昭和59年3月、大村の第122航空隊勤務となった。約10年ぶりの対潜部隊で艦載航空隊である。着任したら飛行隊事務室ががらんとしていたのを覚えている。
早速、運用班に配置され、確か、空団司令官の初度巡視の説明資料とトラペア作りに追われた。運用班は他に候補生が一人くらい居て、何がなんだか分からない内にトラペアを作り上げたみたいでした。
やがて、搭載解除で皆が帰ってきて、がらんとしていた事務室が一杯になり、見知った顔があちこちにありました。

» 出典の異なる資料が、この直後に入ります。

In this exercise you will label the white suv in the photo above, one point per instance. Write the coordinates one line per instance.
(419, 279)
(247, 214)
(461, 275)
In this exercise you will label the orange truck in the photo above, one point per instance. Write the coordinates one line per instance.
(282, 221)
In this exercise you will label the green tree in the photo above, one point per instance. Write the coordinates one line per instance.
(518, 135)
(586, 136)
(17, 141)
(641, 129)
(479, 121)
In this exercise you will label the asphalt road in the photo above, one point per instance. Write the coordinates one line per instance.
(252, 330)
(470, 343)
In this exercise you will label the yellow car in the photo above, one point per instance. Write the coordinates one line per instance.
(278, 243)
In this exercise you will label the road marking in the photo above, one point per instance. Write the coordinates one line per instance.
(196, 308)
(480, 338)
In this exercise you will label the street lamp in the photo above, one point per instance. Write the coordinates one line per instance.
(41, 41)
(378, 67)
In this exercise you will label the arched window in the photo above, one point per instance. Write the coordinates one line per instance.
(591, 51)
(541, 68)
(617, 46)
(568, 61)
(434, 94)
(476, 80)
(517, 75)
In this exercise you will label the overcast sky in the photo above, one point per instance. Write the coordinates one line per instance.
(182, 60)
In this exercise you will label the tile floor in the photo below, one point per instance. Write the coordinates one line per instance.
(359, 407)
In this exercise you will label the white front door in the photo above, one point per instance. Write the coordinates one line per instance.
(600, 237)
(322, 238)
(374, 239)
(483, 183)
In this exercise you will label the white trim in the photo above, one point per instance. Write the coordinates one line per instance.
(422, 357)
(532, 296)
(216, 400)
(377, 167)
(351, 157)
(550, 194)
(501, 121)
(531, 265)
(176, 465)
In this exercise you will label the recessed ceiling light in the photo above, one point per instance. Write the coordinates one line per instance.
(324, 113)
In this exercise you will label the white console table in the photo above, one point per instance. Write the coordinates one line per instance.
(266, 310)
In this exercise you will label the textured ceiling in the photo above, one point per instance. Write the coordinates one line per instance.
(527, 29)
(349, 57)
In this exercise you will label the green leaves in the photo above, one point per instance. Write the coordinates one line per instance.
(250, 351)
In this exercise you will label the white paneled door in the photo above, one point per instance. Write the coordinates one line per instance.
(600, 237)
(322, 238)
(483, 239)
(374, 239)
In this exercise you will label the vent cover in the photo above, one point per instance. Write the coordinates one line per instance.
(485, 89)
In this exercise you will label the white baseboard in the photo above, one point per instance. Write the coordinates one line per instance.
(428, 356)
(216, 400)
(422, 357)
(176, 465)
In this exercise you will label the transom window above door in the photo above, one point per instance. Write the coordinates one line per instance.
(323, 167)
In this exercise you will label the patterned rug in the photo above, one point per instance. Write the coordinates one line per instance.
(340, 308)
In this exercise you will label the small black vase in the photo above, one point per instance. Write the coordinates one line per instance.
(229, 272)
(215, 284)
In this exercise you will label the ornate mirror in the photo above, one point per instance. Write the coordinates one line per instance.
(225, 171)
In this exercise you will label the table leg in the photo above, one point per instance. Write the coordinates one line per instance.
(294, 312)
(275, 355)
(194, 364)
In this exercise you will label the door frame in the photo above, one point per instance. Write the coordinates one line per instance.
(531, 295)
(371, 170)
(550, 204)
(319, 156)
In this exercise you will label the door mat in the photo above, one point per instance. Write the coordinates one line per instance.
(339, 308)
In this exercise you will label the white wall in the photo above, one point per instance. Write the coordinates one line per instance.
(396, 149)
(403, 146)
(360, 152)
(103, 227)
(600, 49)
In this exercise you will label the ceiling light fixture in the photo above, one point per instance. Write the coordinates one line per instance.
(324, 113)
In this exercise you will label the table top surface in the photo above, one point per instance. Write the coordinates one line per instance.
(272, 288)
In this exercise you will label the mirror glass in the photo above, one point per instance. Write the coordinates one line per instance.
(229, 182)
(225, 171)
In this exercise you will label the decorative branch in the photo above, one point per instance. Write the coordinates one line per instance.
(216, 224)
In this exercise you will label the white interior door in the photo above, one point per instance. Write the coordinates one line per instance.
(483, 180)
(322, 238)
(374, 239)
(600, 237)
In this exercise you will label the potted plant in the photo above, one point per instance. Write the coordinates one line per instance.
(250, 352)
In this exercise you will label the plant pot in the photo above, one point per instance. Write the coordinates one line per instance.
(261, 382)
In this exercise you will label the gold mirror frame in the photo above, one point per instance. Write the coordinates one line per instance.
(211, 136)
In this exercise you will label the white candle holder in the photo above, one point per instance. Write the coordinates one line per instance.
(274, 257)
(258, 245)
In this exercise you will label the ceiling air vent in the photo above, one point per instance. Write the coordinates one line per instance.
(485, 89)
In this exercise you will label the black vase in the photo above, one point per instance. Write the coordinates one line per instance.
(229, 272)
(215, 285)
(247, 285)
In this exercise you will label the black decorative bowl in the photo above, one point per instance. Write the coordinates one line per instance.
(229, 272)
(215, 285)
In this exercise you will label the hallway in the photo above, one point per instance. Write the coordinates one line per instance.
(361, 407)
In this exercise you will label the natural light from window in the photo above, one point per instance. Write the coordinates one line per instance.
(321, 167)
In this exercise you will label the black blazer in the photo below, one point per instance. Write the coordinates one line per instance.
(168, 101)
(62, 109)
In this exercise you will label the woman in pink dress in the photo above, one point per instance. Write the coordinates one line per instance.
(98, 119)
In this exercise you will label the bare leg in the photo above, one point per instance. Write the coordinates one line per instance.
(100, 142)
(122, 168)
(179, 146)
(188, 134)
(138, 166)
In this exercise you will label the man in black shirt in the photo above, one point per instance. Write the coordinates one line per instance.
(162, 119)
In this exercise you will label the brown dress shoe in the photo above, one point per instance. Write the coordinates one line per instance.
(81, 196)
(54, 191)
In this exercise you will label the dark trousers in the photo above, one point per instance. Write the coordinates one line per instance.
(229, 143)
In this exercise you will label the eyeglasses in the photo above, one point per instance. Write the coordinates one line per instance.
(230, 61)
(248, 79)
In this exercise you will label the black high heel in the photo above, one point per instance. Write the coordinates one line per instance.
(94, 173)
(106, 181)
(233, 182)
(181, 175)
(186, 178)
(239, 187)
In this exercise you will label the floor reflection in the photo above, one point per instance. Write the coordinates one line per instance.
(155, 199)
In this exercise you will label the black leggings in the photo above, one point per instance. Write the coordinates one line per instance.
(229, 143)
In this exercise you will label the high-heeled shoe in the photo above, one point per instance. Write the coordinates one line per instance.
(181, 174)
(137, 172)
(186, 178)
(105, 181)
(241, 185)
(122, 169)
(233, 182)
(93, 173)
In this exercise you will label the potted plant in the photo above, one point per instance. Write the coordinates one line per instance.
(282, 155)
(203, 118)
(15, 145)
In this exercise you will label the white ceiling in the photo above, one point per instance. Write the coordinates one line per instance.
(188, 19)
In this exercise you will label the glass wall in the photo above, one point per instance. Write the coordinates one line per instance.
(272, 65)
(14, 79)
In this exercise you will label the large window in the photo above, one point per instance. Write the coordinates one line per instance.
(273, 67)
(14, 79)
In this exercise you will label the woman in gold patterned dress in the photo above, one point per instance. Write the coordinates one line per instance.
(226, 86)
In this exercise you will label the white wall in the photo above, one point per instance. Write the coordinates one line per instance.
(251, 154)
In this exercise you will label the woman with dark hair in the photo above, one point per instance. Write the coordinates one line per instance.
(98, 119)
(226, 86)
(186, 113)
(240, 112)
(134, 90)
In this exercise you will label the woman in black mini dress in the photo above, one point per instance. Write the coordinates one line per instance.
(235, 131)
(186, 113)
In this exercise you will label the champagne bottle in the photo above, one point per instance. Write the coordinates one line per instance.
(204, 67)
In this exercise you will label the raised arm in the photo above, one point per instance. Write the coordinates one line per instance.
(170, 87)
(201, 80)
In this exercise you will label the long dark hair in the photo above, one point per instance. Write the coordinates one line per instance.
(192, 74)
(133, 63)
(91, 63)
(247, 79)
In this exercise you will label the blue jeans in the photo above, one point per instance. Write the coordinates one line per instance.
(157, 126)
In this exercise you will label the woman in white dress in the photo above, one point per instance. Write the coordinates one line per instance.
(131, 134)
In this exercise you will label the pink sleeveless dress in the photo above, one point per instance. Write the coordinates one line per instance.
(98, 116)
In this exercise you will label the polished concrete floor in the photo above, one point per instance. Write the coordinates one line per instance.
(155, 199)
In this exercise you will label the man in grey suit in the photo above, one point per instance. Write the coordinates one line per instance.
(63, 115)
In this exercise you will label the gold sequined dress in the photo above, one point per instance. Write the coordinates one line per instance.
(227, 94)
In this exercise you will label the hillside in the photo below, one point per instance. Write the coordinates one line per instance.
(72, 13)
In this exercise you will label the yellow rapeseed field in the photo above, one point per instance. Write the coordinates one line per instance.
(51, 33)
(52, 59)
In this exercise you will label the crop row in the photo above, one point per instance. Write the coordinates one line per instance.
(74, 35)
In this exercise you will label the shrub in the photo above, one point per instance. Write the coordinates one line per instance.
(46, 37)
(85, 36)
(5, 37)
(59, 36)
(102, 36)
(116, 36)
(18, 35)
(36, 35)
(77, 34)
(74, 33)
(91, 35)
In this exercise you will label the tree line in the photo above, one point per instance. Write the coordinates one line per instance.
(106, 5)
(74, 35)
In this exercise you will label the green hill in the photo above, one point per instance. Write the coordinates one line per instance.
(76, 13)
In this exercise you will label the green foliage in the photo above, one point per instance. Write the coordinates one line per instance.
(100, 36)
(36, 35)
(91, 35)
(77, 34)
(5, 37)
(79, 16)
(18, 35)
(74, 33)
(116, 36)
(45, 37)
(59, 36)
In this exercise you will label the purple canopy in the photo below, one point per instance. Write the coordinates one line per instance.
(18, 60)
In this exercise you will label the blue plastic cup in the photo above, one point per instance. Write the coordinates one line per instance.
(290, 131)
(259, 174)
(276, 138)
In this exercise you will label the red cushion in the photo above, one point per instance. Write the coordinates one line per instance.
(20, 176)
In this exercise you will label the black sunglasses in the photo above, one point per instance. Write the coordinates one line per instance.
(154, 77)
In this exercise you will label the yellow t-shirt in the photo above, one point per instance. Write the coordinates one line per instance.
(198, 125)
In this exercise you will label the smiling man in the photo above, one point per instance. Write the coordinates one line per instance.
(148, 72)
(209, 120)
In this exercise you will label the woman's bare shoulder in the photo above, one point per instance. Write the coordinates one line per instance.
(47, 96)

HSS−2Bの座学が始りましたが、運用班に電話が入るので直ぐに呼びに来られて、電話の応対を済ませて座学に向かおうとするとまた、電話が鳴り種々調整等をしているうちに、座学終わりましたと印鑑を押してシラバスを持ってきていた。このようにHSS−2Bの座学は、ほとんど受講することが出来ず、同期からHSS−2Bの転換訓練資料を借りての独学でした。
飛行訓練が始り、バートル6年間のタンデムヘリコプターの癖が抜け切らず、1年間くらいラダーで苦労しました。まず第一は、最初のタクシーアウトで旋回するときに思わずコントロールスティックを左に倒し教官をあわてさせたことでした。ラダーが使えるんだと、思いっきりラダーで旋回し、これは直ぐに治りました。しかしながら、次が1年くらい掛かりました。それは、空中で旋回するときにラダーを踏まないことです。バートルはSASがメインでしたので、バンク30度までの旋回時にはラダーを踏むことはなかったからです。これは結構大変でした。旋回を始めて、何かむずむずするなと思い「ラダー、ラダー」と踏んでいました。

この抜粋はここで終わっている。